Having recently began working for one of Europe’s leading online ad-tech providers, I have been involved in the configuration of a new high-load Kafka cluster with the aim of handling up to 300K messages/second. It really is a high-load requirement – as even LinkedIn, the original developers of Kafka are processing a lower volume, at around 100K messages/second.

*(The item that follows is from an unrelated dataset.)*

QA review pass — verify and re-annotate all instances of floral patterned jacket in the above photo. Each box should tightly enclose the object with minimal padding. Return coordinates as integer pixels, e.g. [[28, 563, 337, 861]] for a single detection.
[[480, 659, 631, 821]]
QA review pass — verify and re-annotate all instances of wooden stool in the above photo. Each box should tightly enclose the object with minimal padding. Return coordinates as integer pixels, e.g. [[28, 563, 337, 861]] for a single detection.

One of the choices we faced in setting up the new cluster was centered around how to publish messages from various datacenters around the world. We could either publish to a single Kafka cluster, located in our main datacenter, or we could have a separate Kafka cluster in each region. The network connection between datacenters is slow and potentially unreliable, so it didn’t make sense to publish to a single Kafka cluster from anywhere in the world as there would be a considerable risk of data-loss. For this reason, we wanted to have a separate, local Kafka cluster within each region, but ultimately would need all data to be pushed to our main cluster. In fact, Kafka ships with a tool designed specifically for this purpose – to replicate Kafka topics from one cluster to another. Note that this is not the usual subject of replication in relation to Kafka, which refers to maintaining replicas of Kafka topics within a single cluster for fault-tolerance.
The MirrorMaker tool consists of a consumer and producer. For fault tolerance, multiple MirrorMaker processes can be fired up for the same mirroring task, within the same consumer group. If one fails, consumer re-balancing will take place as usual. The diagram below shows the full picture.
Starting a MirrorMaker process is simple; run the following command from the Kafka installation directory:
bin/kafka-run-class.sh kafka.tools.MirrorMaker --consumer.config config/consumer_source_cluster.properties --producer.config config/producer_target_cluster.properties --whitelist mytopic --num.producers 2 --num.streams 4
Here, the number of consumer and producer threads are specified by the num.streams and num.producers parameters respectively. One thing worth mentioning here is that the topic list parameter accepts a string in the format of a Java regex, so it’s possible to specify topic names with wildcards.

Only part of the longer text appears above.